Each of the levels holds its own secrets, too, with at least one skull, and one terminal waiting to be found in each - often several more. Hidden in the most obscure of places, and requiring an eagle eye - and a lot of exploring to find them, the skulls unlock cheats that make the game harder, in case you're feeling particularly masochistic - from taking away the icons on screen, so you have to guess where your gun's going to fire, to making your enemies throw more grenades, or explode when they've been defeated. The terminals, meanwhile, play a series of cryptic clips that are meant to explain some of the Halo backstory, but do little more than confuse anyone who a) hasn't played the game through before, and b) hasn't read the Halo books. That still won't stop us finding them all, though, of course.

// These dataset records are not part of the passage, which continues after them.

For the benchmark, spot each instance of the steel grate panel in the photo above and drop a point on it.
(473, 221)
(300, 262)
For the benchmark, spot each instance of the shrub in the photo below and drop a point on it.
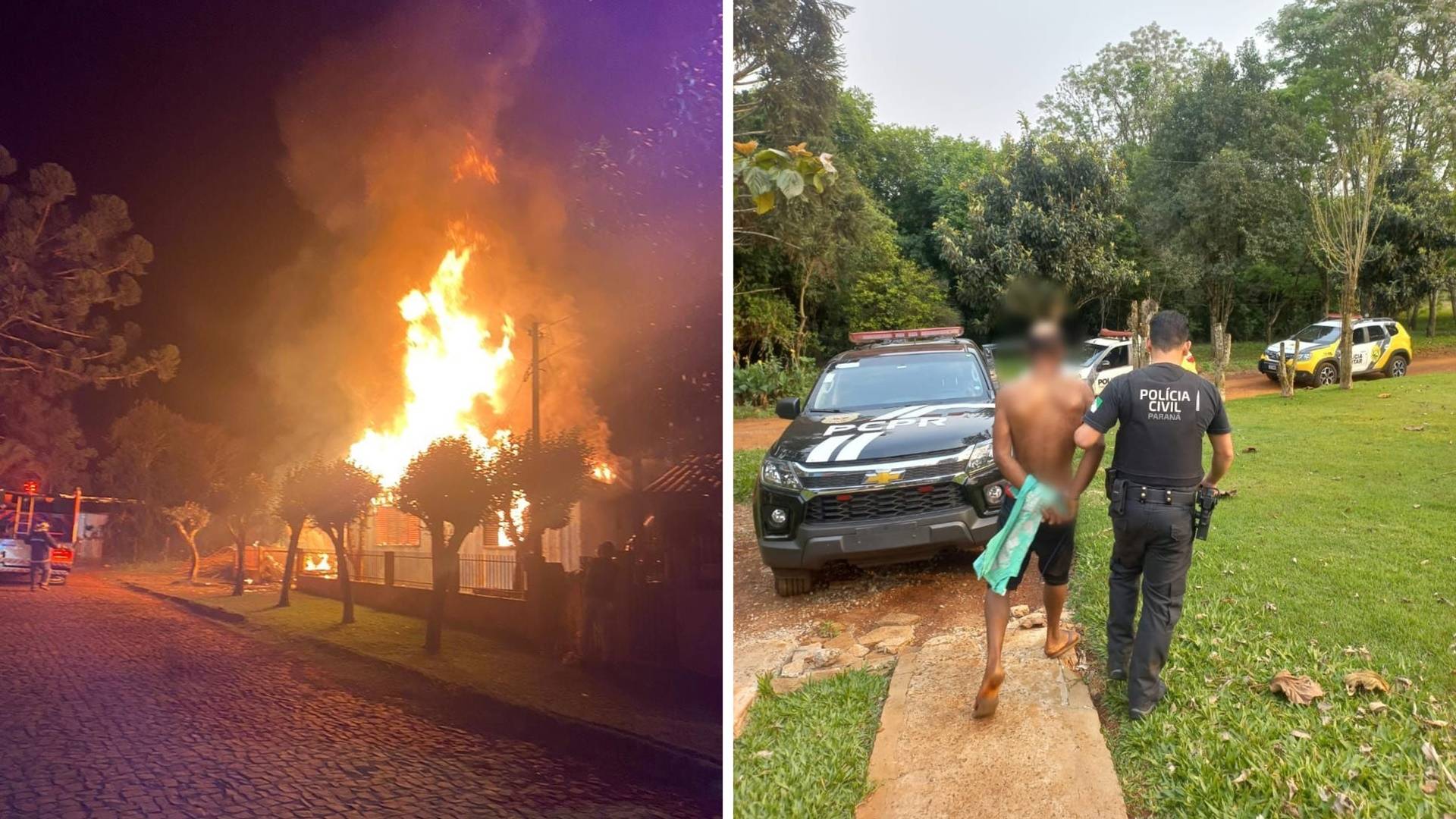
(761, 384)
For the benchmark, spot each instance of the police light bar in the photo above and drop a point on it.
(873, 335)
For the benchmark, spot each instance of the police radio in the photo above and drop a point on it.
(1207, 499)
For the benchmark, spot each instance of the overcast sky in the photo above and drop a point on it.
(970, 67)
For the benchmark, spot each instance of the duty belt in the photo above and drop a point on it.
(1159, 494)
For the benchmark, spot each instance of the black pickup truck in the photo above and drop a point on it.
(887, 461)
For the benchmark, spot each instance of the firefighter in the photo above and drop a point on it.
(39, 542)
(1165, 411)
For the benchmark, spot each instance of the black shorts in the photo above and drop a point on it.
(1053, 547)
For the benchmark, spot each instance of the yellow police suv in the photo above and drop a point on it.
(1378, 346)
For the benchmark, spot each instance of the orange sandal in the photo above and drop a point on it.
(990, 692)
(1072, 643)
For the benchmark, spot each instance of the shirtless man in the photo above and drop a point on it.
(1033, 436)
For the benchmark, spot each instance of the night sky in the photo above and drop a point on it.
(175, 107)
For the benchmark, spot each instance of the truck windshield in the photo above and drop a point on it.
(899, 379)
(1318, 334)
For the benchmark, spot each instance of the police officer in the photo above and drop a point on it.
(39, 542)
(1152, 487)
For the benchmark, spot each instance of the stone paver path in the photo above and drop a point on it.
(117, 704)
(1041, 755)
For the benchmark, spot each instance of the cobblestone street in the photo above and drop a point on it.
(115, 704)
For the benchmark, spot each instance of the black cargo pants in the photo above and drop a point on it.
(1152, 541)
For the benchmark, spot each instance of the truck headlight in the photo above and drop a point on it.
(778, 474)
(982, 458)
(995, 494)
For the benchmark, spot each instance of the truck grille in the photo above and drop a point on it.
(886, 503)
(842, 480)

One important thing to keep in mind is that although Halo: Combat Evolved Anniversary says on the box that it has "six classic multiplayer maps" and "2-16 player online multiplayer", that actually isn't technically true. The online maps are part of a single use download code (meaning if you buy pre-owned, you probably won't get them), and also, rather than downloading them for Halo: Combat Evolved Anniversary, they're actually downloadables for Halo: Reach - meaning if you don't have the previous game in the series, you won't be able to play competitive multiplayer. That doesn't really bother us too much, as we're more fans of co-op anyway, but still - it really should be made out on the box, not after you've bought it.
But perhaps the main problem with Halo: Combat Evolved Anniversary, is that it reminds you how good Halo used to be, and how the more recent games have simply become a shadow of their former selves, as they've strived to embrace "realism" at the expense of what made them good in the first place. The feeling of exploring an alien planet, just you and a friend, armed with only your torches (and a big gun) is second to none - especially when you're taking in the sights from a warthog. And it's a game that creates so many moments you'll want to come back to - rolling through the arctic tundra, feeling untouchable in your tank; running past as many enemies, and trying to dodge their fire as you leg it to hijack an enemy ship; or just being able to fly around in yet another vehicle, doing as you please, landing where you please, and exploring where you please.
Halo: Combat Evolved Anniversary is something special. If the upcoming Halo 4 is even half as good, we'll be in for something very special indeed.